Perang Palestina adalah contoh konkretnya. Hadirnya global goverment, suatu sistem pemerintahan global yang menyetir aktivitas semua manusia di bumi, tidak juga menunjukkan taringnya dalam meredam konflik. Hadirnya SDG’s menjadi pembeda sistem ini dengan peradaban-peradaban sebelumnya. Namun, faktanya nilai-nilai yang menjadi ciri khas ini tidak terlaksana secara maksimal.
Kegagalan ini bukan salah sistem ataupun nilai yang mereka pegang, melainkan salah manusia tidak memaksimalkan penerapannya, atau bahkan diabaikan sama sekali. Dengan demikian siapa sebenarnya yang mampu merealisasikan nilai-nilai ini—setelah beberapa peradaban telah mencoba untuk mewujudkannya.
Mungkinkah agama? Jika benar, tentu bukan agama tertentu, melainkan agama jenis baru yang menyepakati suatu nilai-nilai untuk menjadi pedoman. Bagi saya, itu mungkin saja. Hal ini karena agama abstrak sama sekali. Ia adalah nilai-nilai, yang pasti dan tak disentuh oleh kepentingan apa pun. Tak sama dengan nagara ataupun pemerintahan global, di mana keduanya masih memiliki orientasi duniawi yang melibatkan nafsu manusia.

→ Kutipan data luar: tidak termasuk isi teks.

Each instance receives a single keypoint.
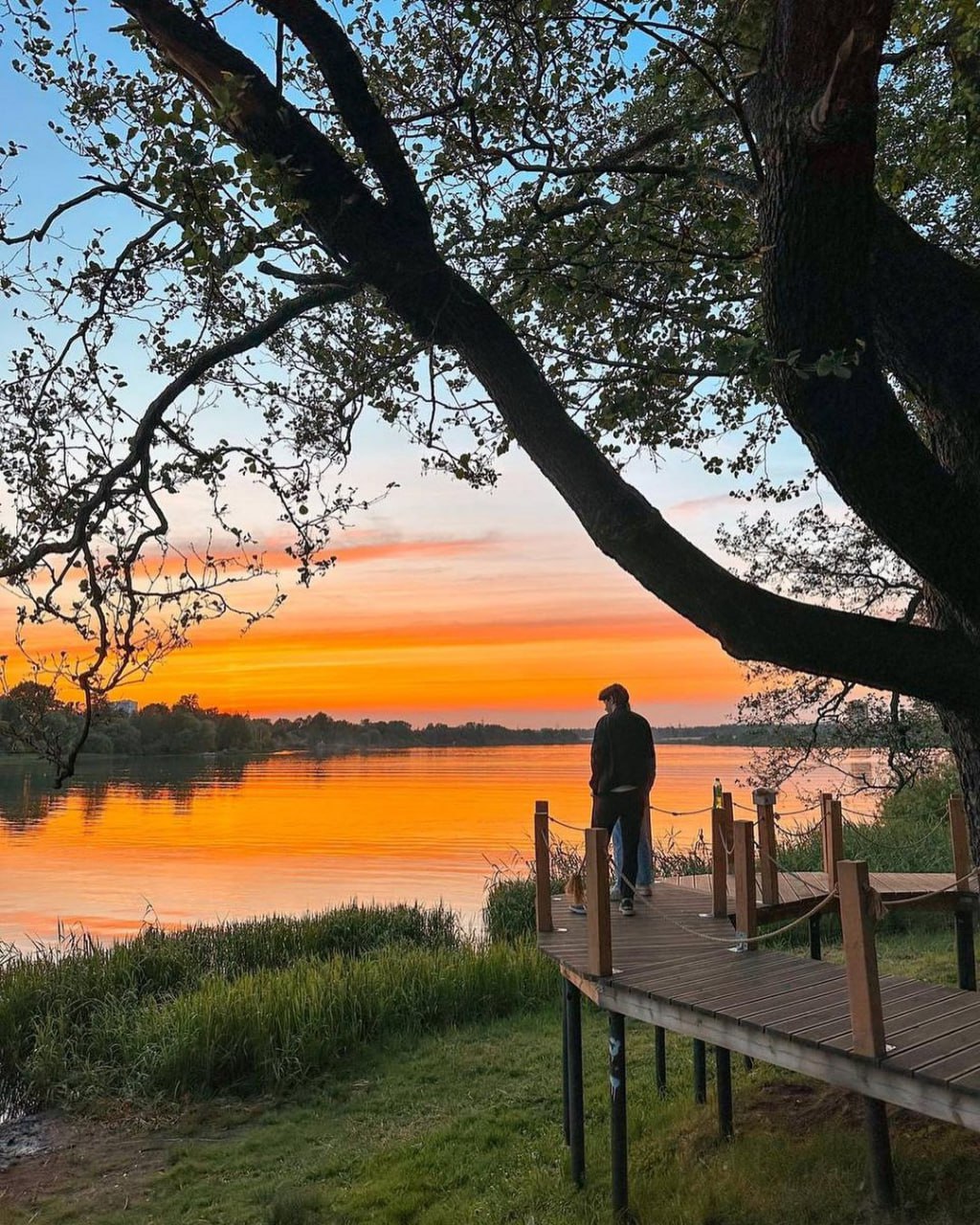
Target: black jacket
(622, 752)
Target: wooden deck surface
(678, 967)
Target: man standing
(624, 766)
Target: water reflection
(27, 796)
(202, 839)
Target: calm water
(185, 839)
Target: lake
(184, 839)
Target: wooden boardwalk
(677, 967)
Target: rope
(739, 936)
(578, 830)
(925, 897)
(792, 813)
(800, 835)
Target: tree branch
(153, 415)
(750, 622)
(817, 226)
(329, 47)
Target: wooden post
(961, 839)
(659, 1058)
(832, 834)
(701, 1072)
(617, 1112)
(727, 819)
(723, 1088)
(768, 869)
(963, 915)
(597, 893)
(966, 952)
(816, 950)
(860, 959)
(720, 865)
(866, 1019)
(745, 879)
(542, 867)
(565, 1125)
(576, 1101)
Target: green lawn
(466, 1125)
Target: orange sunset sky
(450, 604)
(446, 604)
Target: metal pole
(576, 1102)
(659, 1049)
(617, 1110)
(816, 950)
(565, 1128)
(701, 1072)
(723, 1084)
(966, 954)
(880, 1154)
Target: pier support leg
(816, 950)
(659, 1058)
(576, 1099)
(723, 1085)
(966, 954)
(617, 1111)
(565, 1129)
(701, 1072)
(880, 1154)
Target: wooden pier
(690, 961)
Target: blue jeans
(644, 856)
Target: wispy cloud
(696, 506)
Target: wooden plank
(961, 839)
(832, 836)
(542, 869)
(831, 1066)
(861, 961)
(767, 853)
(720, 864)
(745, 880)
(597, 893)
(956, 1066)
(922, 1055)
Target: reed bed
(272, 1028)
(73, 1018)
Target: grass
(464, 1125)
(244, 1006)
(388, 1072)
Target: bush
(508, 909)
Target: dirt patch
(92, 1162)
(782, 1103)
(101, 1163)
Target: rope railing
(740, 937)
(924, 897)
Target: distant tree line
(32, 718)
(843, 733)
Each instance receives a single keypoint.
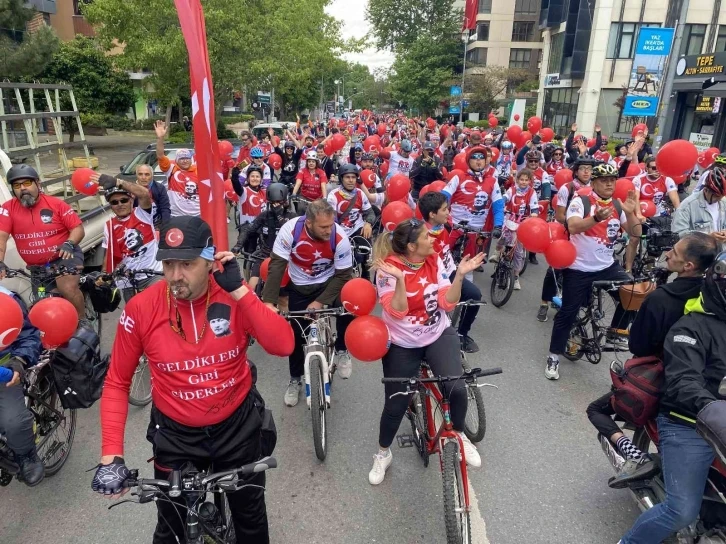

Dan hal ini sebenarnya sudah menjadi bagian dari Islam. Islam hadir, meskipun dengan perang, tetapi ia membawa perdamaian untuk mereka yang mau damai dan membawa kebinasaan untuk mereka yang mengganggu. Ini bisa kita lihat ayat-ayat rahmat di atas, di samping juga sebab diwajibkannya perang, yaitu kemungkaran dan permusuhan. Jika demikian, Islam bisa menjadi patokan utama dalam menerapkan nilai-nilai ini untuk kemudian disepakati sebagai prinsip bersama.